Eisenstadt, 9. 2. 2018

Grüne

Regina Petrik, Grüne

Anlässlich einer kritischen Formulierung im „Rechnitzkalender“, in dem von „Judenkindern“ die Rede ist, habe ich gestern dem Bürgermeister von Rechnitz, Herrn Martin Kramelhofer, einen offenen Brief geschrieben, den ich Ihnen hiermit zu Ihrer Information übermittle. Der Brief ergeht per Post an das Gemeindeamt, auf meine gestrige an BGM Kramelhofer adressierte Mail desselben Inhalts habe ich noch keine Antwort erhalten.

 

 

 

Maga Regina Petrik Landtagsabgeordnete

OFFENER BRIEF

An Herrn BGM Martin Kramelhofer
Hauptplatz 10 7471 Rechnitz
Eisenstadt, 8. Februar 2018

 

Sehr geehrter Herr Bürgermeister!

Bürgerinnen und Bürger der Gemeinde Rechnitz durften sich in den letzten Wochen über ein Geschenk von Ihnen freuen: den Rechnitzkalender, der die Geschichte Ihrer Gemeinde in Wort und Bild bringt. Darin befindet sich auch ein Kapitel zur Entwicklung des Schulwesens. Der letzte Satz lautet hier: „Ab 1944 wurden auch Knaben in die Hauptschule (Bürgerschule) aufgenommen. Diese wurde auch von evangelischen und von Judenkindern besucht.“

Ich möchte Sie darauf hinweisen, dass die Bezeichnung „Judenkinder“ von den Nationalsozialisten des Dritten Reichs und von deren Anhängern als herabwürdigendes Schimpfwort verwendet wurde. Ich bin sicher, dass dieser ideologische Beigeschmack von Ihnen nicht beabsichtigt war, leider ist er aber nicht von der Hand zu weisen. Denn die Formulierung in diesem Satz macht bereits sprachlich einen Unterschied zwischen Kindern unterschiedlicher Religionszugehörigkeit. Nur mit der Formulierung „jüdische Kinder“ (ebenso wie evangelische Kinder) würden Sie die Gleichwertigkeit der Kinder ausdrücken.
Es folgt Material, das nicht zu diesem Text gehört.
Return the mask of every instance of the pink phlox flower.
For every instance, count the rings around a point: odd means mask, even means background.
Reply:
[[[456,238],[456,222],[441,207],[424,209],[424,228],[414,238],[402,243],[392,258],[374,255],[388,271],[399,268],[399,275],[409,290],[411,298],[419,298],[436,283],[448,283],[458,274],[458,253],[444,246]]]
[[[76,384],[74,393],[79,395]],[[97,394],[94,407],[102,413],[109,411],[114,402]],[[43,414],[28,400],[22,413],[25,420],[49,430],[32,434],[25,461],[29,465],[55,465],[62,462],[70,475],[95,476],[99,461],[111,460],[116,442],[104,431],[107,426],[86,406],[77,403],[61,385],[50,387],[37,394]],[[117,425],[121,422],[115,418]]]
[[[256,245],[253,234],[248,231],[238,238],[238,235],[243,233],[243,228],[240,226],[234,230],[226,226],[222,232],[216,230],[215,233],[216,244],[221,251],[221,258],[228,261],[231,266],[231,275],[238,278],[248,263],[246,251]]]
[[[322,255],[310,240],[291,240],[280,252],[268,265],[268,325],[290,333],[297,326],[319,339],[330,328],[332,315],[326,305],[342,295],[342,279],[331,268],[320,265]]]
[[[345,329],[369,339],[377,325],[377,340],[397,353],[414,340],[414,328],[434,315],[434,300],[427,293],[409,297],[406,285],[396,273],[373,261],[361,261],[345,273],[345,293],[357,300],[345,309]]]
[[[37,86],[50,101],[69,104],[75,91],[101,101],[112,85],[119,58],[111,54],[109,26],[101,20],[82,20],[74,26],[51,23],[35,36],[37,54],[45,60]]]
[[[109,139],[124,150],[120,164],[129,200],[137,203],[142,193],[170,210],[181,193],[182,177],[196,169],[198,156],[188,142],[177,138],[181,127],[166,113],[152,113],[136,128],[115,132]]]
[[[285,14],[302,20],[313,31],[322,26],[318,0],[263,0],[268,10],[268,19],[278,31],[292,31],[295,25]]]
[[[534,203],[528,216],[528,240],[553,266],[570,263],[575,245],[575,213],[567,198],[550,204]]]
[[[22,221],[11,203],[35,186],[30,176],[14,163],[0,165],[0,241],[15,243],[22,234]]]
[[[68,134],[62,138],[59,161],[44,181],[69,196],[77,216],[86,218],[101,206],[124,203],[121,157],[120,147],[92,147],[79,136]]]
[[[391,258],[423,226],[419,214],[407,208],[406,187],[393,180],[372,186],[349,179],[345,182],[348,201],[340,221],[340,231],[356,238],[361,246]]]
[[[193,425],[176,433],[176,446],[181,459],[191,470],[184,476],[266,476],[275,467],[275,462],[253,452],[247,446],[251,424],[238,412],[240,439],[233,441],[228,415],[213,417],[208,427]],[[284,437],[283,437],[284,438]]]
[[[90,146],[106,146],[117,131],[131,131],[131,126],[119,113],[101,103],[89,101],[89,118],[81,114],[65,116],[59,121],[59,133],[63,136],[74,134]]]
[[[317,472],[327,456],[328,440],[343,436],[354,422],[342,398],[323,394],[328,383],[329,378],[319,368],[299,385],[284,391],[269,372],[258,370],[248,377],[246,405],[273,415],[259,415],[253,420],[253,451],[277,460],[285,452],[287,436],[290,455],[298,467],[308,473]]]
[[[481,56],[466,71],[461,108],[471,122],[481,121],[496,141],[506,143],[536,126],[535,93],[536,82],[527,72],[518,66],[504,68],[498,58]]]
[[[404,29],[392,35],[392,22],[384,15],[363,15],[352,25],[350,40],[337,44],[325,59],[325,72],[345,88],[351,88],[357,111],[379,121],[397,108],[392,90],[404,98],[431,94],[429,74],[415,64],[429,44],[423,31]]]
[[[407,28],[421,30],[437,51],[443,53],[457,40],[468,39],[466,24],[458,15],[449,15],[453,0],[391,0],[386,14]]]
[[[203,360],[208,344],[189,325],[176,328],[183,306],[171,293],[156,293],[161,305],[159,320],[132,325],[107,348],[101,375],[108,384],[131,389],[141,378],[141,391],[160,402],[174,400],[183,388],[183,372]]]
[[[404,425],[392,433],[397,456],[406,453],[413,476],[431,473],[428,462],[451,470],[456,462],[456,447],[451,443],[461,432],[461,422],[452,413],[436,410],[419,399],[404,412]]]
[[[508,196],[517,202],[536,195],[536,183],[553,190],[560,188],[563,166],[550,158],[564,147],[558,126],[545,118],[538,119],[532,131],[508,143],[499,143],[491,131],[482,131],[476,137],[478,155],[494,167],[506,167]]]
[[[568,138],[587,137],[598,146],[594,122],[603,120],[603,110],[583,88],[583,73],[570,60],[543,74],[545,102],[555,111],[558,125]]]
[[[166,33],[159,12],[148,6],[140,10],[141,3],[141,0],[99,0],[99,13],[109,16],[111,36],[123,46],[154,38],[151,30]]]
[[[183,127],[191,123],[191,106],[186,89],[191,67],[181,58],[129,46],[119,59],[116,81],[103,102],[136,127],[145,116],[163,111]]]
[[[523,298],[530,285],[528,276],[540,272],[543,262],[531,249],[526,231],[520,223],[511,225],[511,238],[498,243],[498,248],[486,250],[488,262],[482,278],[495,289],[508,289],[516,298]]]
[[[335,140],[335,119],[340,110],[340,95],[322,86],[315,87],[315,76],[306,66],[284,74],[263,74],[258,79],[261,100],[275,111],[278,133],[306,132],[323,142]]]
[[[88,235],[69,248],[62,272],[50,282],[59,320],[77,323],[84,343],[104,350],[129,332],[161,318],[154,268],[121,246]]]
Ich bitte Sie daher eindringlich, sich von diesem Sprachgebrauch zu distanzieren, sich bei der jüdischen Bevölkerung bzw. deren Nachkommen für den Fehltritt der Redaktion zu entschuldigen und umgehend eine Änderung des fraglichen Satzes zu erwirken. Sollte letzteres nicht möglich sein, fordere ich Sie auf, die digitale Variante des Kalenders unverzüglich von der Homepage der Gemeinde Rechnitz zu entfernen.

Gerade in der heutigen Zeit, in der sich Antisemitismus wieder an die Oberfläche des gesellschaftlichen Lebens schleicht und die Grenze zu Herabwürdigung bestimmter Bevölkerungsgruppen auch in der Politik nicht immer deutlich gezogen wird, sind wir Politiker und Politikerinnen besonders gefordert, jedem Aufflackern derartigen Gedankenguts entschieden entgegenzutreten.

In der Überzeugung, in Ihnen einen Bürgermeister mit Verständnis für Sensibilität beim Sprachgebrauch in solchen Publikationen gefunden zu haben, schicke ich herzliche Grüße!